Complex structure of a proto-brown dwarf

TL;DR

This study uses ALMA observations and modeling to reveal the complex internal structure of a proto-brown dwarf, demonstrating it is an early Class 0 object formed via star-like gravitational collapse.

Contribution

It provides the first detailed physical and chemical modeling of a proto-brown dwarf, linking molecular line observations to its formation process and structure.

Findings

$^{12}$CO traces extended outflow and shock knot

$^{13}$CO traces outer envelope/pseudo-disc

C$^{18}$O traces inner pseudo-disc

Abstract

We present ALMA $^{12}$CO (2-1), $^{13}$CO (2-1), C$^{18}$O (2-1) molecular line observations of a very young proto-brown dwarf system, ISO-OPH 200. We have conducted physical+chemical modelling of the complex internal structure for this system using the core collapse simulations for brown dwarf formation. The model at an age of $\sim$6000 yr can provide a good fit to the observed kinematics, spectra, and reproduce the complex structures seen in the moment maps. Results from modelling indicate that $^{12}$CO emission is tracing an extended ($\sim$1000 au) molecular outflow and a bright shock knot, $^{13}$CO is tracing the outer ($\sim$1000 au) envelope/pseudo-disc, and C$^{18}$O is tracing the inner ($\sim$500 au) pseudo-disc. The source size of $\sim$8.6 au measured in the 873$\mu$m image is comparable to the inner Keplerian disc size predicted by the model. A 3D model structure of ISO-OPH 200 suggests that this system is viewed partially through a wide outflow cavity resulting in a direct view of the outflow and a partial view of the envelope/pseudo-disc. We have argued that ISO-OPH 200 has been mis-classified as a Class Flat object due to the unusual orientation.
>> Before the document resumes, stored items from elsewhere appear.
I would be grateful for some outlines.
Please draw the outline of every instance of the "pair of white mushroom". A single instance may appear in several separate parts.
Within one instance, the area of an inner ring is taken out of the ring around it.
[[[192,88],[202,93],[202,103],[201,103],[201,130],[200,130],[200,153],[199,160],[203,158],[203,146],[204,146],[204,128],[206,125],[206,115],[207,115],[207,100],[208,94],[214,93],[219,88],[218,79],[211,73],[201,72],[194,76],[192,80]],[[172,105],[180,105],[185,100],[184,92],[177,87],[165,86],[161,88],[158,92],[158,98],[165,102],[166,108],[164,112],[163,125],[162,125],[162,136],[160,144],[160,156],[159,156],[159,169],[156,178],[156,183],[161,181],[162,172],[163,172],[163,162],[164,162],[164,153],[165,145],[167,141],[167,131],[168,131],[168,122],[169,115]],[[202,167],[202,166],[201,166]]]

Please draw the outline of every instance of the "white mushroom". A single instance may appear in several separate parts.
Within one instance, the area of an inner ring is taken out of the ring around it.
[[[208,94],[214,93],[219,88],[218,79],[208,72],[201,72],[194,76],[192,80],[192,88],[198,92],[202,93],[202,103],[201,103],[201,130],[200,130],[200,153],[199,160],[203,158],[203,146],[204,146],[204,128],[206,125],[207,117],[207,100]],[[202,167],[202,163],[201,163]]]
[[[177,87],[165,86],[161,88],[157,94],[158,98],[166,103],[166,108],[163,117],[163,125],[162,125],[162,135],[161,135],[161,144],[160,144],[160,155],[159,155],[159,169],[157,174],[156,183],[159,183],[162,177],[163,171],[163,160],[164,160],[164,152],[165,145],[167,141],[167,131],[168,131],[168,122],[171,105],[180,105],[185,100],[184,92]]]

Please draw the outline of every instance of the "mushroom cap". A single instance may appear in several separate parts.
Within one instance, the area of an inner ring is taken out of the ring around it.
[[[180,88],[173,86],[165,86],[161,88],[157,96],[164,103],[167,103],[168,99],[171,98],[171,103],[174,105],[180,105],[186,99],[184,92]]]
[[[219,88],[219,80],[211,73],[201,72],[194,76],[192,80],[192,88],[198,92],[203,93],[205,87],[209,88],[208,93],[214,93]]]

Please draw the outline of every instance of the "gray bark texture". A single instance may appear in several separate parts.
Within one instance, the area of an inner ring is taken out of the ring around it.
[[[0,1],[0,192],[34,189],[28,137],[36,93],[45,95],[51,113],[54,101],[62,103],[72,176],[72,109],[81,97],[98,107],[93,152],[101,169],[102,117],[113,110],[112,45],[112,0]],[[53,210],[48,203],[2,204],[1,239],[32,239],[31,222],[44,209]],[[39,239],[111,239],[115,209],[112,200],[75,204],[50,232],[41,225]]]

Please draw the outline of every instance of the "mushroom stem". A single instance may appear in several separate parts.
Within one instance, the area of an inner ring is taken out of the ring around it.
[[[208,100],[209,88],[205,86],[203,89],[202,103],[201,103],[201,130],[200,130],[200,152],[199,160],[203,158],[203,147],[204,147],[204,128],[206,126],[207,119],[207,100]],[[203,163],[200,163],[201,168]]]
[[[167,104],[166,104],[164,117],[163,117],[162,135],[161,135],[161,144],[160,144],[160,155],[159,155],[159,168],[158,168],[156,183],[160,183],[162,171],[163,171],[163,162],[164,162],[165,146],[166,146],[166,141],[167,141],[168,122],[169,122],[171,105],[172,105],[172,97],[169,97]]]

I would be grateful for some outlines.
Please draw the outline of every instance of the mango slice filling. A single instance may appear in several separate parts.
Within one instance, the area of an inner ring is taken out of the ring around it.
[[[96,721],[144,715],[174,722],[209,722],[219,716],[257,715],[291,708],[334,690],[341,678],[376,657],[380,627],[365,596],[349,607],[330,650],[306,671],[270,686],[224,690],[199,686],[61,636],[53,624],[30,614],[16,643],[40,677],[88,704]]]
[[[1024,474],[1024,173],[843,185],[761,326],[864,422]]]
The various signatures of this system, notably, the young $\sim$616 yr outflow dynamical age and high outflow rate ($\sim$1$\times$10$^{-7}$ M$_{\odot}$ yr$^{-1}$), silicate absorption in the 10$\mu$m mid-infrared spectrum, pristine ISM-like dust in the envelope/disc, comparable sizes of the extended envelope and outflow, indicate that ISO-OPH 200 is an early Class 0 stage system formed in a star-like mechanism via gravitational collapse of a very low-mass core.